Writer Christine Croyden weaves a rich ornithological allegory in The World without Birds, the latest offering from Melbourne Writers’ Theatre, at the La Mama Courthouse.
In this semi-autobiographical fable, The Queen of Birds (Margot Knight) recounts the course of her life and her career, unpacking and exploring a lifetime of memories that she has collected and woven into the tapestry of her ‘nest’. Walking within these memories, she communes with Sybil (Charlotte Fox), a living vision of her past self, and exists as both cautionary mentor and nostalgic voyeur. Through the hardships and happiness of youth, love, and a successful career that is not without its trials, the two travel together, warbling the birdsong of this epic tale.

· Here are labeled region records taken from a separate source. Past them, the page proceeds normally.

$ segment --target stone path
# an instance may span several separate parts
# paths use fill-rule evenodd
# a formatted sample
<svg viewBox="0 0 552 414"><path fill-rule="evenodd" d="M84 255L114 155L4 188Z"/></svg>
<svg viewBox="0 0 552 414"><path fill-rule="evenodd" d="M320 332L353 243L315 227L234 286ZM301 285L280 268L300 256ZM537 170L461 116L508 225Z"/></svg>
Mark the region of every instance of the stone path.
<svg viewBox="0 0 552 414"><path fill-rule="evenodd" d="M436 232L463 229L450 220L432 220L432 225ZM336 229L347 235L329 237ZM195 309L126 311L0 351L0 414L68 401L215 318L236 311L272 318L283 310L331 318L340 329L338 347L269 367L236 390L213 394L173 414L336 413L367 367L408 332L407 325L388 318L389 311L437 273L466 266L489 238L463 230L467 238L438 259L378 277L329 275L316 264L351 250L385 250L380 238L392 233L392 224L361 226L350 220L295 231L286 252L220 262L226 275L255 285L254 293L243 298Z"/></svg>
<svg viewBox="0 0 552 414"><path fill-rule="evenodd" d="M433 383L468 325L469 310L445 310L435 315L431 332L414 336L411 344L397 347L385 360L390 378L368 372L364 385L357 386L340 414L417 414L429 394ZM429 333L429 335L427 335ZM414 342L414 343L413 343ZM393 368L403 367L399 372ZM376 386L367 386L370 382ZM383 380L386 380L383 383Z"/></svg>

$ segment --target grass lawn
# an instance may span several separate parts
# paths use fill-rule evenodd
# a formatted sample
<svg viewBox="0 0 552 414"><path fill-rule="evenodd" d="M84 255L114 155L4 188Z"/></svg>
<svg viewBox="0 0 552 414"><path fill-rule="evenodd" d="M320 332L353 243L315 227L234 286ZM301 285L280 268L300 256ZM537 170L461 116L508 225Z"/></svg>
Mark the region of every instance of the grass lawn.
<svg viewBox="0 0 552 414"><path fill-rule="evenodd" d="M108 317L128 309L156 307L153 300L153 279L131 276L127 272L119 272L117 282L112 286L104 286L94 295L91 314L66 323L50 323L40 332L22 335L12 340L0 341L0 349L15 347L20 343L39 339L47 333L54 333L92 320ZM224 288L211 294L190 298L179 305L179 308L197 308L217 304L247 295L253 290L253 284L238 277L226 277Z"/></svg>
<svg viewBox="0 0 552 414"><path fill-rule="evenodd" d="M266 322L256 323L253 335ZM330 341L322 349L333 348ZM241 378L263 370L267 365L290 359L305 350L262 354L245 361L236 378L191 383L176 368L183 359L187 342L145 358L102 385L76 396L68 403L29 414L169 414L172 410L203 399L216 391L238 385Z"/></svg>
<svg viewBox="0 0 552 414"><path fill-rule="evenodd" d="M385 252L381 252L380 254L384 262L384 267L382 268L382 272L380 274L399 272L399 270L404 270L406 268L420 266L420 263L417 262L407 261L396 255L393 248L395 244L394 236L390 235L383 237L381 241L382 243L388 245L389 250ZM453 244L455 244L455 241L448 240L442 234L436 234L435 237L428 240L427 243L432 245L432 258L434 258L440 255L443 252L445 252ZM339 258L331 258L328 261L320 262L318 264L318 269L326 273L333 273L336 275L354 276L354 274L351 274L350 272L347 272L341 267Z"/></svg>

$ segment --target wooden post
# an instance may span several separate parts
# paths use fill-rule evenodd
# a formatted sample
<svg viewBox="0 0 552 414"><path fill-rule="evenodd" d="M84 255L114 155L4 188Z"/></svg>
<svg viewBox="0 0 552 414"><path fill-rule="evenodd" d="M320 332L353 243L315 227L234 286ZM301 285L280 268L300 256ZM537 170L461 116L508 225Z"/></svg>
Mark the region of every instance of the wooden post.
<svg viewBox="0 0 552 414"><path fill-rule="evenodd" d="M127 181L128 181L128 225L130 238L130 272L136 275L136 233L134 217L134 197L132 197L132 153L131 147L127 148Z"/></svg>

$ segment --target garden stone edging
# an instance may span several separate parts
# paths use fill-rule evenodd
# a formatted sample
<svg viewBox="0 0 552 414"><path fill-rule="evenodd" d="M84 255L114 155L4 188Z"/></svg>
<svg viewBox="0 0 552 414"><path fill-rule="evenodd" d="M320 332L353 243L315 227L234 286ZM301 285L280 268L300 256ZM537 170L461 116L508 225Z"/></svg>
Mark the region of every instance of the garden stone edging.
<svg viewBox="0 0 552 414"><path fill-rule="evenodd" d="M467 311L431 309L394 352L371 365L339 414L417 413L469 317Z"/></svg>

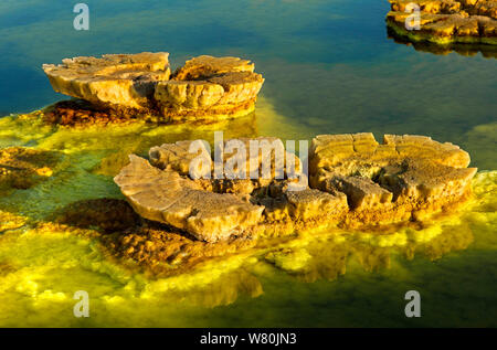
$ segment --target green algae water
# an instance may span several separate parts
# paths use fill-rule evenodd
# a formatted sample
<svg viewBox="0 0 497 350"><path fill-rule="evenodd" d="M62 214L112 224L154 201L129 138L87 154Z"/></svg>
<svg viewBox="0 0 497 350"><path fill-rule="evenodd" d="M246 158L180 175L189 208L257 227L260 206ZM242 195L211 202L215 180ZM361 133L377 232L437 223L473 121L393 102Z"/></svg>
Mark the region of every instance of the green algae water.
<svg viewBox="0 0 497 350"><path fill-rule="evenodd" d="M435 55L388 39L388 1L86 1L0 4L0 148L61 156L52 177L0 192L3 327L496 327L496 60ZM220 125L68 129L23 116L59 99L41 71L64 57L168 51L251 59L266 78L255 114ZM423 227L381 235L321 227L150 278L102 250L91 229L44 224L70 203L123 199L127 155L183 139L372 131L459 145L475 198ZM91 317L75 318L76 290ZM422 317L406 318L417 290Z"/></svg>

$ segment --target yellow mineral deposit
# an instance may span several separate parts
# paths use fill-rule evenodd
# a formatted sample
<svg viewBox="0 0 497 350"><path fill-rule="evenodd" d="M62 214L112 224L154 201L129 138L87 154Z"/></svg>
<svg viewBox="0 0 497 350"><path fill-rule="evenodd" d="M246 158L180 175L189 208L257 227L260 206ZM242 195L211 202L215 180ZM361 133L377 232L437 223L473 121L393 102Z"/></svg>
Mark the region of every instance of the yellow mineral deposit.
<svg viewBox="0 0 497 350"><path fill-rule="evenodd" d="M497 44L497 1L495 0L389 0L388 25L412 41L437 44ZM420 29L408 30L410 3L420 8ZM409 11L408 11L409 10Z"/></svg>
<svg viewBox="0 0 497 350"><path fill-rule="evenodd" d="M171 74L168 57L167 52L144 52L44 64L55 92L83 100L56 104L50 120L155 117L162 123L212 123L254 110L264 78L250 61L202 55Z"/></svg>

Croyden’s writing is rich with thoughtful and vivid imagery. The avian analogy acts as a strong conceptual framework for the narrative without straying into the all-too-easy trap of laborious puns or ham-fisted wordplay. Her protagonists resonate with a genuine authenticity and the script balances the whimsy of its tale with punchy social commentary.
The play’s score, composed and musically directed by Ella Filar, is strongly rooted in the off-kilter time signatures of Weimar Kabaret and provides an unusual lilt that complements this delightful story rather wonderfully. Every so often, the occasionally rapid tempo of a verse or a chorus does not allow the dense content of some of the lyrics the space it needs to land and a delicious phrase or punch line is lost. Despite this, there is plenty of sharp political commentary and clever wordplay to be had within Filar’s lyrics.
Knight is captivating as The Queen as she dips and glides from memory to memory, with a knowing cheekiness that is delightful to watch.
Fox is strong as Sybil and charts her character’s journey across decades with great dexterity, and her vocals soar within each musical number.
Rhys James and Nathaniel Schneider are perfectly irritating as a whole flock of supporting antagonists, and provide great fodder for Knight’s wickedly dismissive matriarch.
The World without Birds is an intelligent, vivacious and thoroughly charming contemporary parable, which gleefully celebrates the tenacity and resilience necessary to survive in a fierce and ruthless world.